Ella, fuori, ne ebbe una gran pietà, ma non entrò ancora perchè Costanza la imprecava.
— Se l’ha presa la madre dei venti, perch’è cattiva, perch’è maligna, miserabile che altra non è!...
C’era tant’odio e disprezzo in queste parole, con le quali forse voleva suggestionare il bimbo, che Cicchedda coi denti stretti per la rabbia, entrò.
— Sono qui! Sono qui, cuoricino mio! — esclamò, contenendosi e correndo dal piccino, che le porse le sue graziose braccine, e, attaccandosele tenacemente al collo, col viso illuminato da un sorriso, si calmò sull’istante. Questa prova d’affetto calmò anche lei. Disse dolcemente:
— Dormi, dormi, cuoricino mio!
E Domenico ritirò le braccia e chiuse gli occhi.

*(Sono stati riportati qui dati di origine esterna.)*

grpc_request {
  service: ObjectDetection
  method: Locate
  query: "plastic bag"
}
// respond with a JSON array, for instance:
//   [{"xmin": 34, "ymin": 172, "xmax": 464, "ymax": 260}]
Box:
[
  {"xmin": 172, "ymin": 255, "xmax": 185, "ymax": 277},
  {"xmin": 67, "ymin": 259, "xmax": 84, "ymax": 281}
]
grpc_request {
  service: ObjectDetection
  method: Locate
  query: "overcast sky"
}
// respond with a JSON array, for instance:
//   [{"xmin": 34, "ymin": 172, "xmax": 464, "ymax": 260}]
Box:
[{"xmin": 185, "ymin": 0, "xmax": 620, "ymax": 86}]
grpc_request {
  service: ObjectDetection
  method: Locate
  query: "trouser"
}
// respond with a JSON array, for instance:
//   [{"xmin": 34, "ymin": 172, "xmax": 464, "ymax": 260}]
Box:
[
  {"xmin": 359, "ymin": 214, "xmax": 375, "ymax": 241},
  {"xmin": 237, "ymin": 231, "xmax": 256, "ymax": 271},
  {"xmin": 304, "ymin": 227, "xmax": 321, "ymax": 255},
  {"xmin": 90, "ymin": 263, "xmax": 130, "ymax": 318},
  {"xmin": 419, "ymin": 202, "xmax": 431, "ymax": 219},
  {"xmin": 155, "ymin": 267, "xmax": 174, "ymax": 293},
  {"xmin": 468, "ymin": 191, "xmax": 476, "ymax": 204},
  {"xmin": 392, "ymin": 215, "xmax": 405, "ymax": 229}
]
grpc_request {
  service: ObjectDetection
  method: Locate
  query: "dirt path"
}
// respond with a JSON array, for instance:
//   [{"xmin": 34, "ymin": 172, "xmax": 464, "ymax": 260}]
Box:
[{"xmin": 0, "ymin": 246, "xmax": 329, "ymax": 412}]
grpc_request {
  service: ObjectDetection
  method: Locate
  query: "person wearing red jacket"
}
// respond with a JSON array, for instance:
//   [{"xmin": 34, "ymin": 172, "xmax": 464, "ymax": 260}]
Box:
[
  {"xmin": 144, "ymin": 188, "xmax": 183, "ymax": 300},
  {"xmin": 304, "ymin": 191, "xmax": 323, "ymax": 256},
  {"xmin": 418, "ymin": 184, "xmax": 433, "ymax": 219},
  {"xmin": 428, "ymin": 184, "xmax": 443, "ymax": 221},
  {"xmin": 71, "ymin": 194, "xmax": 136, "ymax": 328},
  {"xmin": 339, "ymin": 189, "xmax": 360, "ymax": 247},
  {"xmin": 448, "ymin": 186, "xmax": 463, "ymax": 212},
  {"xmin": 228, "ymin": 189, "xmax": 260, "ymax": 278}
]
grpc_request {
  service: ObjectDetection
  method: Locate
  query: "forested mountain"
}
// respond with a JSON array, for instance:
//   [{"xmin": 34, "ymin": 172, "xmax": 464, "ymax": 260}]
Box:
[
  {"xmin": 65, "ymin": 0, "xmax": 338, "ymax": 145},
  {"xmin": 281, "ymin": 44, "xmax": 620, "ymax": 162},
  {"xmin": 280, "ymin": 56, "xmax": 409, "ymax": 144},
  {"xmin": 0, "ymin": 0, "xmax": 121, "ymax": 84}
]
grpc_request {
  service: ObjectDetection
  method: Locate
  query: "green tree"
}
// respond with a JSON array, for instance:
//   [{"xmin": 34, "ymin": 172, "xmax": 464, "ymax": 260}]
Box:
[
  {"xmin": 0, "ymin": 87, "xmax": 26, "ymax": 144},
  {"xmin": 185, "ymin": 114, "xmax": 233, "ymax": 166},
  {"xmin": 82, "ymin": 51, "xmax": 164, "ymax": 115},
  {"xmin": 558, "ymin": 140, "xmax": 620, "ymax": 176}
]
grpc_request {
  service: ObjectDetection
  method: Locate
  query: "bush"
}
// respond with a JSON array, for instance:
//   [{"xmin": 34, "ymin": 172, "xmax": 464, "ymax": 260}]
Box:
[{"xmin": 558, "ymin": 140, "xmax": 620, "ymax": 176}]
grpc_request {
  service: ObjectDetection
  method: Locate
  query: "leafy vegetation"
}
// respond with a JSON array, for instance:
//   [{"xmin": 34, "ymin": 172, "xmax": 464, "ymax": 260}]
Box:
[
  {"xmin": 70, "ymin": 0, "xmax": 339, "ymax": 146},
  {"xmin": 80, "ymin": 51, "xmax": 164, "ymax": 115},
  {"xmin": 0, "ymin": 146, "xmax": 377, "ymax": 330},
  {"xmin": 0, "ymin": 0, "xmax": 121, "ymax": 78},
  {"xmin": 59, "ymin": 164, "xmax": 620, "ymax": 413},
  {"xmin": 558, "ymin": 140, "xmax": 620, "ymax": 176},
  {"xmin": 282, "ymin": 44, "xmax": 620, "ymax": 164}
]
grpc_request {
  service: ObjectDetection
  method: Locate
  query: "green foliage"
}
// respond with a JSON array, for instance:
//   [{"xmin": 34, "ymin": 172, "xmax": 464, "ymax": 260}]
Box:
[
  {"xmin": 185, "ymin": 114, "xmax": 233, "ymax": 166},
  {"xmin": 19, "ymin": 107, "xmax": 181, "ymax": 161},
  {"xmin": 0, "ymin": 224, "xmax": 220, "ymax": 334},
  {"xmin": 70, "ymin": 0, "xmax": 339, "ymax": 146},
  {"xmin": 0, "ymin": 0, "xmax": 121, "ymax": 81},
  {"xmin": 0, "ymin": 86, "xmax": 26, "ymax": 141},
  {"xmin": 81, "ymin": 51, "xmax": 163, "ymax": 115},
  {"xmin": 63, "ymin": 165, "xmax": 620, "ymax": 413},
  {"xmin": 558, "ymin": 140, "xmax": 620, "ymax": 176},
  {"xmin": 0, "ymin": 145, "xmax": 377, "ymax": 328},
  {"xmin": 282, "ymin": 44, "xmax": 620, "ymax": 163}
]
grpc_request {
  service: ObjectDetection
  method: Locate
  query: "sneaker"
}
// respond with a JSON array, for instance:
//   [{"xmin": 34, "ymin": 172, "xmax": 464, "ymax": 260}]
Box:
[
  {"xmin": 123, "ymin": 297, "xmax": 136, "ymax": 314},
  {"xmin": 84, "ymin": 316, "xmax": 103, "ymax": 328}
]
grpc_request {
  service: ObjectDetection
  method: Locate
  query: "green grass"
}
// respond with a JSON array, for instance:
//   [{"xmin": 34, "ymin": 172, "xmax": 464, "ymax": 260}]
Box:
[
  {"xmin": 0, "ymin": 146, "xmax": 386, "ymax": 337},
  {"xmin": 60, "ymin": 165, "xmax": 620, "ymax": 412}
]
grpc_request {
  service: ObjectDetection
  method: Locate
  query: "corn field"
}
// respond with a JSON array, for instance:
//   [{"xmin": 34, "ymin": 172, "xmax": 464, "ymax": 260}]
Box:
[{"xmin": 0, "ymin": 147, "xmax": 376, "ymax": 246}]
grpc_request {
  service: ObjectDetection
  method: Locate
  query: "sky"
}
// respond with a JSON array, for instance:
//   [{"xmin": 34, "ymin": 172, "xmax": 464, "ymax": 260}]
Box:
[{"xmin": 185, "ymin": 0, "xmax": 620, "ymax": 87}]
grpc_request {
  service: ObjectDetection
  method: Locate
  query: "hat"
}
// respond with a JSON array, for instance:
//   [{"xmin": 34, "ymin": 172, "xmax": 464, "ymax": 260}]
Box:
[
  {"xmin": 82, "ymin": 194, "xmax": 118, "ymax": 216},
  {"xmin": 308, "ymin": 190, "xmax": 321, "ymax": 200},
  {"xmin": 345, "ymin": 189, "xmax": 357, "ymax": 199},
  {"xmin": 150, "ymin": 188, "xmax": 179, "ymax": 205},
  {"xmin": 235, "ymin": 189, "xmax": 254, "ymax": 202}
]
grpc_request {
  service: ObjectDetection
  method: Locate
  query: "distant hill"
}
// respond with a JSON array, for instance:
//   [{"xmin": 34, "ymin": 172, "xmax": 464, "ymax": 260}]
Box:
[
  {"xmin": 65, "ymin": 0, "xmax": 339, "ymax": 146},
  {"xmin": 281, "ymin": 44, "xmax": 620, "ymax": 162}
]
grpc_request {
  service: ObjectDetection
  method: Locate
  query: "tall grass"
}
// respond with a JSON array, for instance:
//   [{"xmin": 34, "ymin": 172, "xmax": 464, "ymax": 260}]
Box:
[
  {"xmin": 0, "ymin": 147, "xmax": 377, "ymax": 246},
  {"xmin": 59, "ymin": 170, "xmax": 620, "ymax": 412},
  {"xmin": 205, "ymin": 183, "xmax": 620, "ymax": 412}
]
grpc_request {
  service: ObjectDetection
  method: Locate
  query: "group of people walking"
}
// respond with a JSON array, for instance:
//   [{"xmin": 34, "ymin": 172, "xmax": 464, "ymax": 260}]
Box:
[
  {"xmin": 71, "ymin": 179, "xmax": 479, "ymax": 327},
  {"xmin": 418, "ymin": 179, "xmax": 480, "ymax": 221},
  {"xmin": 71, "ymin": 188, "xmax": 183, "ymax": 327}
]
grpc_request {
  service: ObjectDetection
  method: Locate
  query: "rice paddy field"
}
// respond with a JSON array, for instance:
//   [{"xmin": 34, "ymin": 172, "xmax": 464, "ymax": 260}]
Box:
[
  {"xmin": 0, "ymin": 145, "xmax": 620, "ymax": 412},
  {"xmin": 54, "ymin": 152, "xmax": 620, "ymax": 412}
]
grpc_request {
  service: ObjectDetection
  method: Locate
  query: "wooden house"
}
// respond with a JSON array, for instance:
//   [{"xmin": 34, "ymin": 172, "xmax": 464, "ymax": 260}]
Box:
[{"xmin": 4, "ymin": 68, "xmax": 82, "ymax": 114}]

Costanza s’allontanò dal letto piena di stizza; avrebbe volentieri strozzata la ragazza e dato un paio di schiaffi a Domenico, ma si contentò di ritornare in cucina borbottando. Zia Agada però, che diceva il Rosario, con le visioni dei ladri, e di suo marito, e di Alessio, e dei barracelli, e dei carabinieri, non le diede retta.